SLE is characterized by autoreactive T and B lymphocytes [5], [6], together with a presence of a diverse set of autoantibodies in the circulation of affected patients [7], such as antinuclear antibodies (ANAs), anti-double-strand DNA (dsDNA) antibody, and anti-Smith (Anti-Sm) antibody, which have been used as conventional serological markers in patients with SLE [8]. Although the direct cause of SLE remains unclear, many factors are revealed to contribute to the pathogenesis of SLE, including genetic susceptibility, epigenetics, hormones, and environmental factors [9]. SLE occurs when an individual with genetic susceptibility to lupus encounters environmental triggers such as sunlight, drugs, or infection. Immune tolerance is broken down such that T cells recognize self-antigens and provide help to autoreactive B cells, which produce abundant autoantibodies. These autoantibodies bind to self-antigens and reside in multiple organs, leading to organ inflammation, dysfunction, and failure. SLE can affect various organ systems, including skin, joint, kidney, central nervous system, and bone marrow [10], [11], [12], [13].

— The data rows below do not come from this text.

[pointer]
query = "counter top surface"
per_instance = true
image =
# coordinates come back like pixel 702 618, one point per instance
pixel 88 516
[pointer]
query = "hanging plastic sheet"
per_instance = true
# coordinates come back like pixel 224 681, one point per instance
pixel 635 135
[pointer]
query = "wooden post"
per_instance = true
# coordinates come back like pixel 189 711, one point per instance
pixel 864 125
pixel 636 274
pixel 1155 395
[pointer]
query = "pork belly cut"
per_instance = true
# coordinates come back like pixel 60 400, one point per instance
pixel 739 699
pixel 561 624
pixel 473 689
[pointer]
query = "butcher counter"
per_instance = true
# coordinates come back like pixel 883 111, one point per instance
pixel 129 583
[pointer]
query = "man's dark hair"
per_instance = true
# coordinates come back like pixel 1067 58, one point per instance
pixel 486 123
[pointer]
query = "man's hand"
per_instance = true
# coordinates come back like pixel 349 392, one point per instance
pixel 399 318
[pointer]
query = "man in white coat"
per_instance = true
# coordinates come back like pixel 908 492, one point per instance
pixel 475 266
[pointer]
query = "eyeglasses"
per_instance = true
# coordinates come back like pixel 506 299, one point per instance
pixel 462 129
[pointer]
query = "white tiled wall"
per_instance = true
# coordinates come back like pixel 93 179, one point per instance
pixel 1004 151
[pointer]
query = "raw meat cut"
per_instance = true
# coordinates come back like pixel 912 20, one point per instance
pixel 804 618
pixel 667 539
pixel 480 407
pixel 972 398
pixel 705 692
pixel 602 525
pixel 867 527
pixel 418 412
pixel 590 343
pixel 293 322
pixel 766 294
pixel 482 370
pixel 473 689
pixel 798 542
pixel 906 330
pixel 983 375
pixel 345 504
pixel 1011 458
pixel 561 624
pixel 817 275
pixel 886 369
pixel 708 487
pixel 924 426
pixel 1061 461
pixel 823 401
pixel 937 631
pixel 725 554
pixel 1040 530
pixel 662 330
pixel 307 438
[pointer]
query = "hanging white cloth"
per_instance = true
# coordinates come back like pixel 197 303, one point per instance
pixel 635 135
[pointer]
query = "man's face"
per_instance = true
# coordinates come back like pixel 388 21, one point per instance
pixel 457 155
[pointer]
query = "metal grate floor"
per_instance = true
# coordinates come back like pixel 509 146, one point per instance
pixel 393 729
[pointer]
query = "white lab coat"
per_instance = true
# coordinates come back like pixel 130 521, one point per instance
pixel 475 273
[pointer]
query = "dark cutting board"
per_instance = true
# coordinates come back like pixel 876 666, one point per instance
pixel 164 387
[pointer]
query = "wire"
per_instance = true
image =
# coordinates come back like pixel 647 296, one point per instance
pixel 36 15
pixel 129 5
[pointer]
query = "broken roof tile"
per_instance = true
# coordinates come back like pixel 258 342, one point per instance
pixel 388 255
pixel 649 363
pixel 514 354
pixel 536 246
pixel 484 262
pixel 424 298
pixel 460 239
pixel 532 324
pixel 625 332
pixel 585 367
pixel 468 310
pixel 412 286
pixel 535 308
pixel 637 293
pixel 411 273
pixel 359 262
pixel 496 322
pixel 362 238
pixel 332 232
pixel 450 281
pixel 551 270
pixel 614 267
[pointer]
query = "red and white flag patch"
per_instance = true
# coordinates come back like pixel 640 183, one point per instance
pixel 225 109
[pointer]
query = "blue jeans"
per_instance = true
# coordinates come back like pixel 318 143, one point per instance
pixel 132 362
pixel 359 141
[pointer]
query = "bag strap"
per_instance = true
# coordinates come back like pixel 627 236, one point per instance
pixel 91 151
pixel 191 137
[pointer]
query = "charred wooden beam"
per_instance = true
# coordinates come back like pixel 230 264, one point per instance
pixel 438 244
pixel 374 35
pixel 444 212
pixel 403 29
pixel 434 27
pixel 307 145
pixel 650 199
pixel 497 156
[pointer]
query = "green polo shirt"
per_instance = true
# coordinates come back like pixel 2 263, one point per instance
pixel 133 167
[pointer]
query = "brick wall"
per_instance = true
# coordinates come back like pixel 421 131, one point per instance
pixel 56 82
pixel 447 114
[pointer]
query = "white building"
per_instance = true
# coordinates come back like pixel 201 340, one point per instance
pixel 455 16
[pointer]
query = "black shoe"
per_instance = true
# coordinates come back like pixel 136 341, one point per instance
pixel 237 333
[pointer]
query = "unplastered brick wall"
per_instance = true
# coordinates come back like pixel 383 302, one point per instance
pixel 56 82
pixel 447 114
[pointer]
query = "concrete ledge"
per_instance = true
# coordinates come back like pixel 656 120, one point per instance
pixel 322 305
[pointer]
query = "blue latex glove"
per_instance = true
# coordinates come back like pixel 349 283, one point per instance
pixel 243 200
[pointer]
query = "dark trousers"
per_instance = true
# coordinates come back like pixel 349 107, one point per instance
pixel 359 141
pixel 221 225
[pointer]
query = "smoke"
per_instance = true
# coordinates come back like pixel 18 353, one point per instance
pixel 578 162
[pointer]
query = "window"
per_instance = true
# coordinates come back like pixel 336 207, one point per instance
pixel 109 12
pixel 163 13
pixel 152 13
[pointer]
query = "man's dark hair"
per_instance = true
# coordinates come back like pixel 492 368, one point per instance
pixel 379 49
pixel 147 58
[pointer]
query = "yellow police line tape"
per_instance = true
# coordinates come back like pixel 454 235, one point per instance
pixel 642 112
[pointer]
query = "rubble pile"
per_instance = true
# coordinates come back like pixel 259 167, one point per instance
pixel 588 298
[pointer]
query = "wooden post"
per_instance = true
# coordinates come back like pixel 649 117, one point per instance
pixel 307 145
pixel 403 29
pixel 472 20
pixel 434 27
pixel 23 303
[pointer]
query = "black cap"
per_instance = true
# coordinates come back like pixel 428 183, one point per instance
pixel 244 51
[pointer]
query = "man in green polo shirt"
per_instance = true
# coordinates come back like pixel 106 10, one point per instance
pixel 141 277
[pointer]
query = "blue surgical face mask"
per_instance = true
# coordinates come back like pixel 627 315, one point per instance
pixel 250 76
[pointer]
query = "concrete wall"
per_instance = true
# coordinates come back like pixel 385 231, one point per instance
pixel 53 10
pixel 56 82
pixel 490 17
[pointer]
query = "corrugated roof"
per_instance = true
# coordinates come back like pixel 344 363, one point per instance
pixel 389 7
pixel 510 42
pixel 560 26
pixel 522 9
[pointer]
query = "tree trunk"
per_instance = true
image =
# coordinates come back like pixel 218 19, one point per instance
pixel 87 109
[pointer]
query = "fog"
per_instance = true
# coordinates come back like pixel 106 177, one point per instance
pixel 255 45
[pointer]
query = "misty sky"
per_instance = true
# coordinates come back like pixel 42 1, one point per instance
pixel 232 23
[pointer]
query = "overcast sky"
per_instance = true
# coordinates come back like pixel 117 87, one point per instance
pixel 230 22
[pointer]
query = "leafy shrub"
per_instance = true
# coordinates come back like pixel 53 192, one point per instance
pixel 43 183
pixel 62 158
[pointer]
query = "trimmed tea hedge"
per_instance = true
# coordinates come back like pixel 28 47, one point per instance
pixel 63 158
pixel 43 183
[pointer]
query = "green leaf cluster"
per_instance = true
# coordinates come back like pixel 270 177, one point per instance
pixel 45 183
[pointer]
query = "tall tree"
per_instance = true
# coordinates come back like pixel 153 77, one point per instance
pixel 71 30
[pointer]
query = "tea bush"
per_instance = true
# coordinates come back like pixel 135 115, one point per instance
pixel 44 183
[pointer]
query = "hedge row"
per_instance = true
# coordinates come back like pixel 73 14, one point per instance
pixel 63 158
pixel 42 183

Epigenetics is a study of the reversible and potentially heritable changes in gene expression without genetic code alterations, including DNA methylation, histone modification, and microRNA (miRNA). Recently, epigenetics becomes a new area of investigation into the pathogenesis of SLE [14]. Even before DNA was identified as the inheritable molecules, it was known that not every gene in an organism can be active in each cell at all times. Indeed, epigenetics provides an additional explanation for how genetics can contribute to health and disease and is being increasingly recognized as an important factor contributing to SLE. For example, only 20% of concordance for SLE has been found in homozygotic twins, suggesting that there are roles of environmental and epigenetic factors in the onset of disease [15]. Further indirect evidence of the role of epigenetics is that SLE is found predominantly in females and that it can be accelerated by environmental triggers (e.g., infection, UV, drugs) and/or internal factors (hormones and stress). In addition, certain types of drugs, which have been reported to induce SLE, are also known to cause epigenetic modifications, including 5-azacytidine and procainamide [16]. However, the precise mechanism by which these and many other environmental agents initiate lupus flares in genetically predisposed individuals has not been elucidated. Among these epigenetic modifications, DNA methylation received global attention and has been intensively studied by our group and others. Thus, this review summarizes up-to-date data showing the immune abnormalities induced by DNA methylation in SLE patients and provides insight into the possibility of relevant diagnosis biomarkers and therapies.